TWO houses have burned to the ground in Boggabilla in the last three weeks.
On May 24, an unoccupied house in Yeoman Street burned to the ground.
About 3pm on Sunday another unoccupied house, this time in Merriwa Street, met a similar fate.
“It was the fifth time we got a call to that job, so in the end we let it burn,” Garry Roberts, from the Rural Fire Service, said.
“You can’t go in that house because of the asbestos anyway.”
Mr Roberts said children had thrown rocks at firefighters attending the scene.
And this is far from the first time this has occurred.
Firemen have had rocks thrown at them, been abused, and had fires started around them as they battled to save Toomelah homes recently.
“We go out there to help, to save properties and possibly lives.
“We don’t expect rocks and abuse thrown at us,” Boggabilla Rural Fire Brigade Deputy-Captain, Graeme De Britt said.
“We’re volunteers. We don’t get paid. And if this abuse doesn’t stop we’ll have to think about whether we go out (to Toomelah),” he said.
“We’re not going to put members’ lives at risk,” he said.
In a recent incident the Boggabilla Rural Fire Brigade was called out to Toomelah; at risk, according to the call, was the Toomelah Public School but it was the Toomelah Hall (which was once the old Goondiwindi Anglican Hall) that was most at risk.
At one stage flames lapped under its floorboards, but that would never have happened Officer De Britt said, if they hadn’t been hampered by teenagers and 20-year-olds throwing abuse, hurling bottles and setting fires along the river and behind the fire engines.
On a previous call-out one officer was struck a glancing blow on his helmet by a large rock.
He said it was the size of shot-putt and thrown from 30 to 40m.
“He was lucky. If he’d been hit full-on it could have done serious damage, or even worse.”
When the brigade was called to Toomelah they went with a police escort from Boggabilla – a common practice due to early incidents of abuse and assault according to Mr De Britt.
Before arriving at the school they found “four or five” grass fires near the river.
A second fire engine continued into Toomelah.

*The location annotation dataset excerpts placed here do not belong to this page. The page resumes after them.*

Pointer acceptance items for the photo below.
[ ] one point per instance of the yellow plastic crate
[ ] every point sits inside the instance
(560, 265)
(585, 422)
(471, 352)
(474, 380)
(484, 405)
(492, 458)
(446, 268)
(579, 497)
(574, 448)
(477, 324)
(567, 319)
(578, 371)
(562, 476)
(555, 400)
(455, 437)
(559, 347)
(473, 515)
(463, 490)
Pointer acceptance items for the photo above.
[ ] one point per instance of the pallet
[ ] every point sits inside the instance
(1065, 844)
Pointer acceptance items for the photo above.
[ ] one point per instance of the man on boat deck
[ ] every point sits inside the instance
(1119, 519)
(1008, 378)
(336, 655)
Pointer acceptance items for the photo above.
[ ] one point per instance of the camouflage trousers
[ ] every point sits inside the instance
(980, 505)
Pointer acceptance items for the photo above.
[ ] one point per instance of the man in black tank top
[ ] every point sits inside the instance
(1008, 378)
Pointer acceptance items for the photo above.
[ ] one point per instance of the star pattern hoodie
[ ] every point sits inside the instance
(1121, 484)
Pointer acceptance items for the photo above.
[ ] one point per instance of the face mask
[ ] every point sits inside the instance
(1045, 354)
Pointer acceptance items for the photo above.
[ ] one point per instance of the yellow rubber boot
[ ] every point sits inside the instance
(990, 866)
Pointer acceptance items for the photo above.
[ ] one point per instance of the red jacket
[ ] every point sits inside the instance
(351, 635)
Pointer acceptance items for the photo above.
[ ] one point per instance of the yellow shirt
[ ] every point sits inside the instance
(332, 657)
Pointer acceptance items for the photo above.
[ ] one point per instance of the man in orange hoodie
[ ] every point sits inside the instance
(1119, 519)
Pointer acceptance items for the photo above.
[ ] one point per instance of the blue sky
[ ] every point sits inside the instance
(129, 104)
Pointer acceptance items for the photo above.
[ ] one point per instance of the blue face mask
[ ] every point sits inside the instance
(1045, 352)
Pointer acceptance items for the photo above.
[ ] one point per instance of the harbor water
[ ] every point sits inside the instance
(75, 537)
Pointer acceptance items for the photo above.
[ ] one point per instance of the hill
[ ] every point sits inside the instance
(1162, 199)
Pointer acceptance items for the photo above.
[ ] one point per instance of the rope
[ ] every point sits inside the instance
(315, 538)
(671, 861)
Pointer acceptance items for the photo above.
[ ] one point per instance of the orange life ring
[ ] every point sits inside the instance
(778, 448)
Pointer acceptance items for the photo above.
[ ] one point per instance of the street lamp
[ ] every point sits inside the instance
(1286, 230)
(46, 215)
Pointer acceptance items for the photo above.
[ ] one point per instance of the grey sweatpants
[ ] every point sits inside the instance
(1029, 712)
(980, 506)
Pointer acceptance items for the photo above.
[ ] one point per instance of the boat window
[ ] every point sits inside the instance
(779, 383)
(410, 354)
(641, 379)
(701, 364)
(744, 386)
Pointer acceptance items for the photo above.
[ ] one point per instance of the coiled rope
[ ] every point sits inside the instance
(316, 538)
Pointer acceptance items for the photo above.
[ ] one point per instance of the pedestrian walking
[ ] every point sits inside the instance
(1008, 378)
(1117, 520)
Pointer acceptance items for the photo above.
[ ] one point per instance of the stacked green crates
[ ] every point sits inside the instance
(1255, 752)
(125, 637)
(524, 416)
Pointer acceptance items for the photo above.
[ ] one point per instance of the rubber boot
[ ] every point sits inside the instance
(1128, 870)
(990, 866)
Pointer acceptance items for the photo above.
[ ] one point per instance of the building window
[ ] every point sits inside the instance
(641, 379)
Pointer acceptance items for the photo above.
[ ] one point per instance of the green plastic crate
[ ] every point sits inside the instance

An emergency call was sent out to the Boonal Rural Fire Brigade for a third truck. Moree police were also called to attend.
“We told the boys in the truck in Toomelah to stay inside after blokes in cars began to abuse them.”
While the other crew worked on the grassfires, arsonists sneaked behind the crews setting more fires.
“What if the wind had changed? It had the potential to flare-up and trap us and the truck,” Mr De Britt said.
Eventually the firies and the police managed to get the fires under control with minimal damage to property and no lives lost.
“I sincerely ask the community to think about what is happening. We are there to help not hassle.”
He said the young Toomelah “kids” were great.
The brigade conducts fire-safety programs at the school.
“But it’s the big kids, teenagers and 20 year-olds,” he said.
“We just don’t understand it. In the end we just won’t go out and we don’t want that, but we can’t put members’ lives at risk.”
Police reminded residents, and in particular young persons, that legislation is in place making the act of throwing a rock at a vehicle a crime, regardless of whether you hit it or not.
Superintendent Jenny Hayes said the offence would apply to any person who intentionally drops an object on or toward a vehicle or vessel on a road, rail or waterway.
Police have stressed the danger of the activity, and urges anyone who witnesses offenders throwing rocks at vehicles to contact them immediately.
Superintendent Hayes said, “the act of throwing a rock at a vehicle was not only cowardly and stupid, but it was downright dangerous and police have and will take action against all offenders”.
A 13-year-old male will be dealt with under the Young Offenders Act following an incident in Boggabilla overnight Monday.
Meanwhile, the home which burnt in Boggabilla last month was one of the first homes in the town.
The home held a lot of memories for many people.
“I was on Facebook the other day and there were heaps of people saying how they remember playing in that big home,” Boggabilla resident Ngaire Roberts said.
“It was a lovely, old home.”
The home had been vacant for some time.
The fire began about 2am and residents in Boggabilla were shocked as the old weatherboard home was burnt to the ground.
“It had some accelerant in it,” firefighter Royce Lowe said.
Detective Inspector Gavin Rattenbury from the Barwon Local Area Command said police were looking for those responsible for both fires.
“It is hard to obtain forensic evidence, especially after a fire and rain.
“The other problem is that the house is full of asbestos,” Insp Rattenbury said.
“We need people to come forward.”
He said Barwon LAC had operations in place to “keep an eye” on juveniles, but said it was not possible to have an increased police presence in Boggabilla all the time.